You can withdraw from debt review if your financial situation has changed significantly or you only have your mortgage left to pay.
Earlier this year new guidelines were issued as part of the National Credit Amendment Act (NCAA) around when a person may exit debt review.
Previously you could exit debt review only once you had paid all your re-arranged debts in full and had received a clearance certificate. This also included your home loan, if it had formed part of the debt review application.
A significant change is that you can now exit debt review even if your mortgage is not fully settled, although you would have to demonstrate that you have the financial ability to meet those future mortgage repayments – or any other long-term agreement. There must also be no outstanding payments on the mortgage and all your other outstanding debt must have been settled. This includes vehicle finance, which is not considered a long-term credit agreement and if it forms part of the debt counselling re-arrangement order, it has to be paid up in full before a clearance certificate is issued.

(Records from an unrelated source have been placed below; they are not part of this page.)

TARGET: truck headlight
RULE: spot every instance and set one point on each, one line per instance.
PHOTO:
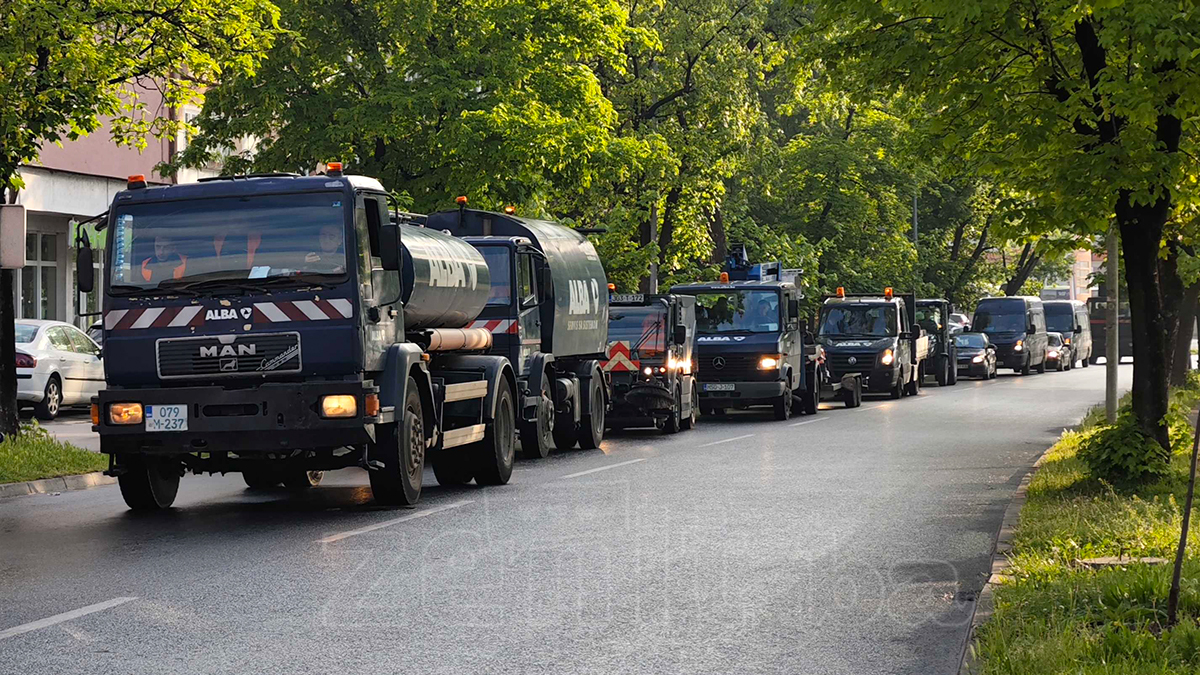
(339, 405)
(125, 413)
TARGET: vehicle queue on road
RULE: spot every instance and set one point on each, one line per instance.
(331, 332)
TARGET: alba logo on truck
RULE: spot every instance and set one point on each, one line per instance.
(228, 351)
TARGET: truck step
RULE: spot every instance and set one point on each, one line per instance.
(463, 436)
(466, 390)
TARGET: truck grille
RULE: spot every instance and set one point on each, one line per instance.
(243, 356)
(732, 368)
(839, 362)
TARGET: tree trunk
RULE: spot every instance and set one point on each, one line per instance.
(1141, 231)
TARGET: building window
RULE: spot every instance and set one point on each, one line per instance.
(39, 288)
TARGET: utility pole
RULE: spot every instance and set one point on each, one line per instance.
(1113, 345)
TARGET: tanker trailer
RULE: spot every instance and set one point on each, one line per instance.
(547, 312)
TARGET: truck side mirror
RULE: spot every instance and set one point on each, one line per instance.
(389, 246)
(84, 272)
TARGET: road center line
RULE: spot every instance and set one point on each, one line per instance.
(60, 617)
(601, 469)
(725, 441)
(419, 514)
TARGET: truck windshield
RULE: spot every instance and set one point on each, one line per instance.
(234, 239)
(862, 321)
(737, 311)
(1000, 317)
(643, 328)
(1061, 318)
(499, 268)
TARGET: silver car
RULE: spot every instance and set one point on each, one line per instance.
(57, 365)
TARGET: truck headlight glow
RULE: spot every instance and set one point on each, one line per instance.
(125, 413)
(339, 405)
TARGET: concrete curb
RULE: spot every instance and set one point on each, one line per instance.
(61, 484)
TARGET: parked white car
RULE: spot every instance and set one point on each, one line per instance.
(57, 365)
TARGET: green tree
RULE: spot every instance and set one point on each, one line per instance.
(1080, 105)
(65, 65)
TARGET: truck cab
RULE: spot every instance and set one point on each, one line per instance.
(933, 316)
(652, 362)
(751, 350)
(876, 336)
(547, 311)
(280, 326)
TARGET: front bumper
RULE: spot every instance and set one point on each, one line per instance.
(268, 418)
(742, 394)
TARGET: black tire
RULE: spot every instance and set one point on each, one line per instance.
(400, 446)
(783, 406)
(694, 412)
(450, 467)
(492, 458)
(149, 483)
(303, 479)
(538, 436)
(913, 387)
(52, 400)
(261, 478)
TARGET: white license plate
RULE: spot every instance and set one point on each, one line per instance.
(162, 417)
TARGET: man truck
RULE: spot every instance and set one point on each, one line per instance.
(547, 312)
(651, 362)
(281, 326)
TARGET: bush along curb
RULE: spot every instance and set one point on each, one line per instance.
(60, 484)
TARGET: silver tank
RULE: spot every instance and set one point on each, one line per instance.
(445, 280)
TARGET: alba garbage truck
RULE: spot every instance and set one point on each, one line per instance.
(281, 326)
(547, 312)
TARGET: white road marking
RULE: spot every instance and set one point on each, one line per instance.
(603, 469)
(726, 441)
(341, 536)
(60, 617)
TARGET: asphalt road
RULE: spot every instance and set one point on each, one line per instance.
(847, 542)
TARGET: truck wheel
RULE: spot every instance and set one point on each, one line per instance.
(492, 458)
(52, 400)
(694, 411)
(538, 436)
(400, 446)
(261, 478)
(303, 479)
(783, 406)
(450, 467)
(675, 423)
(148, 483)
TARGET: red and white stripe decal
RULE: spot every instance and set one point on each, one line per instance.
(497, 326)
(303, 310)
(193, 315)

You can also apply to exit debt review if you have had a significant change in your income. If your financial situation has improved to the extent that you are able to meet your financial obligations as they were prior to debt review, and if you have not fallen behind on your debt review payments, you can apply to the courts to consider your withdrawal from debt review.
How to withdraw
It’s important to note that a debt counsellor does not have statutory powers to terminate or withdraw the debt review process. The consumer has to go to court to obtain this permission.
You would have to approach the court to rescind the order or to apply for an order which declares that you are no longer over-indebted. Once the order has been issued, you must receive a clearance certificate from the debt counsellor within seven days. Upon receipt of the order, a debt counsellor will notify the credit providers of the withdrawal by means of Form 17W.

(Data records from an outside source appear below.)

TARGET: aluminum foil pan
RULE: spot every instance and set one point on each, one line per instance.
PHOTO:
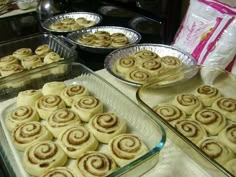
(162, 50)
(88, 15)
(133, 36)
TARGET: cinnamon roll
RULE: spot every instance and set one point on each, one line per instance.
(72, 93)
(207, 94)
(137, 76)
(211, 120)
(46, 105)
(20, 116)
(216, 150)
(228, 136)
(94, 164)
(87, 106)
(31, 61)
(28, 97)
(170, 113)
(28, 134)
(42, 156)
(191, 130)
(11, 69)
(105, 126)
(126, 148)
(231, 166)
(123, 65)
(59, 172)
(227, 106)
(61, 120)
(77, 140)
(42, 50)
(8, 60)
(22, 53)
(52, 57)
(53, 88)
(187, 102)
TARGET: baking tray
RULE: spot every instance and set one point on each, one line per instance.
(133, 37)
(160, 49)
(13, 83)
(139, 122)
(88, 15)
(152, 93)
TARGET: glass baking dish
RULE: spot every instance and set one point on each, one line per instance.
(139, 122)
(153, 93)
(14, 83)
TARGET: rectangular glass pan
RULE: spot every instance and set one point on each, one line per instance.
(14, 83)
(138, 121)
(151, 94)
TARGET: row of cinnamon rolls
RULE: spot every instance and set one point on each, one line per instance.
(208, 119)
(60, 123)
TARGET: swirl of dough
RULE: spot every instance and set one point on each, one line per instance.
(212, 120)
(77, 140)
(170, 113)
(62, 119)
(124, 64)
(11, 69)
(191, 130)
(207, 94)
(42, 156)
(8, 60)
(187, 102)
(46, 105)
(59, 172)
(137, 76)
(22, 53)
(72, 93)
(20, 116)
(228, 136)
(105, 126)
(94, 164)
(227, 106)
(216, 150)
(87, 106)
(29, 133)
(126, 148)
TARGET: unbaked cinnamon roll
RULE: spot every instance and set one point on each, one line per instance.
(187, 102)
(72, 93)
(28, 134)
(94, 164)
(123, 65)
(212, 120)
(126, 148)
(216, 150)
(105, 126)
(191, 130)
(228, 136)
(11, 69)
(170, 113)
(42, 156)
(59, 172)
(207, 94)
(227, 106)
(46, 105)
(77, 140)
(42, 50)
(62, 119)
(22, 53)
(8, 60)
(20, 116)
(137, 76)
(86, 107)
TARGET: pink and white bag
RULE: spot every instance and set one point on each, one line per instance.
(208, 32)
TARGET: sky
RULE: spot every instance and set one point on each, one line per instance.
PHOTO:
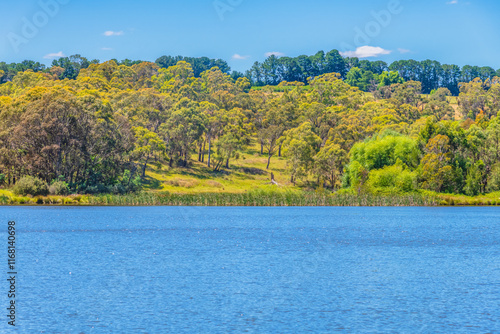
(244, 31)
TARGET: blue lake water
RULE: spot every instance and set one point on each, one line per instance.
(255, 270)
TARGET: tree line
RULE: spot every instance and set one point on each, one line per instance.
(364, 74)
(101, 131)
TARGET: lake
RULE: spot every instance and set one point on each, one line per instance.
(255, 270)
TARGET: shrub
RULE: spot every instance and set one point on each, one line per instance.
(494, 179)
(59, 188)
(29, 185)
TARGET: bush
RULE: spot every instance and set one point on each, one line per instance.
(59, 188)
(29, 185)
(494, 179)
(393, 178)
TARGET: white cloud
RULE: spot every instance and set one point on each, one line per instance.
(274, 53)
(239, 57)
(366, 52)
(112, 33)
(54, 55)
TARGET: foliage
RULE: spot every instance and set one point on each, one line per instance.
(59, 188)
(30, 185)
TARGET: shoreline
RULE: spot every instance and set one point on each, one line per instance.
(250, 199)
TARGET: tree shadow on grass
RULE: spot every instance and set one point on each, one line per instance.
(152, 183)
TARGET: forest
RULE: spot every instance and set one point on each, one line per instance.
(339, 124)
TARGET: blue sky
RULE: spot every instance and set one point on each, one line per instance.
(244, 31)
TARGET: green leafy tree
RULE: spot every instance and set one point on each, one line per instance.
(300, 146)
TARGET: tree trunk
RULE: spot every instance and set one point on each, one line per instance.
(144, 168)
(203, 152)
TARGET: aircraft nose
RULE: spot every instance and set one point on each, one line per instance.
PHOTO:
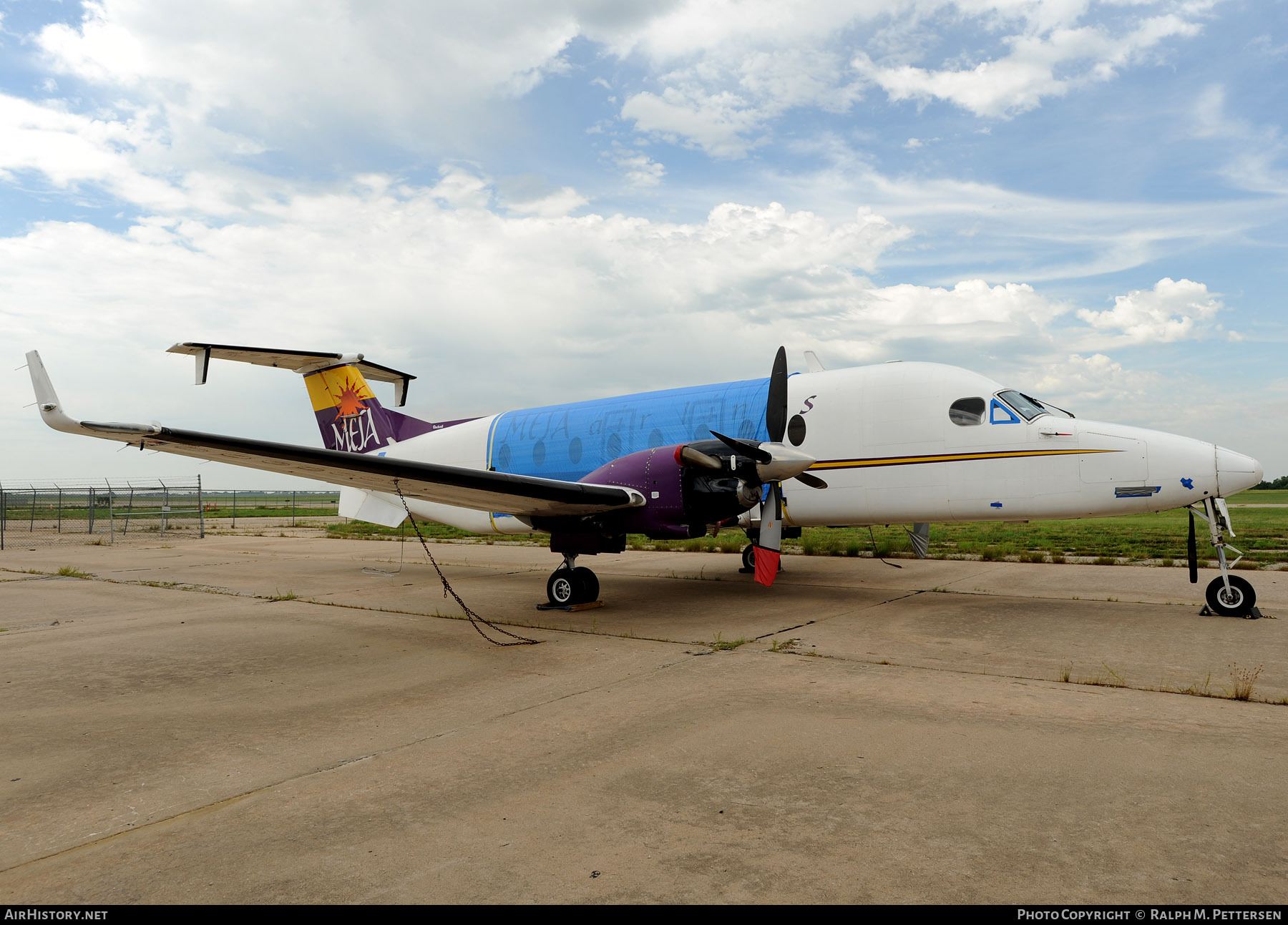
(1236, 472)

Making direct payments to creditors
Some consumers who are considering debt review are concerned about how to ensure that the payments they make are correctly paid to the creditors. The good news is that in terms of the NCAA, a consumer has the right to make direct payments to credit providers and not make use of the services of a Payment Distribution Agent (PDA). According to the National Credit Regulator, if a consumer chooses to make direct payments to credit providers, this cannot be construed as non co-operation and should not be used as a reason for suspension of debt counselling services.
When you apply for debt review, you would need to sign Form 16 in order to apply for direct payment.

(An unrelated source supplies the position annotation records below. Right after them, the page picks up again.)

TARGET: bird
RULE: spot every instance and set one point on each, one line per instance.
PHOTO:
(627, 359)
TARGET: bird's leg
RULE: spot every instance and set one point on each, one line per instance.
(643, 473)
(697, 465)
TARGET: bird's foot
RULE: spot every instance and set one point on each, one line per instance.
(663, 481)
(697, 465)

- You remain responsible to make all payments as re-arranged, in full and on time.
- You would have to provide proof-of-payment to the debt counsellor on a monthly basis for record keeping and to enable provision of aftercare service, as a consumer cannot be under debt review without a debt counsellor.
- If you miss a payment or pay late, you will still risk termination of the debt review by the credit providers
- Debt counselling fees are payable to a debt counsellor for services rendered and this includes payment of aftercare fees.
- For a debt counsellor to issue a clearance certificate, all after care fees must be up to date. Where the debt counsellor has suspended provision of service, a consumer must provide proof of settlement letters from credit providers for a debt counsellor to issue a clearance certificate.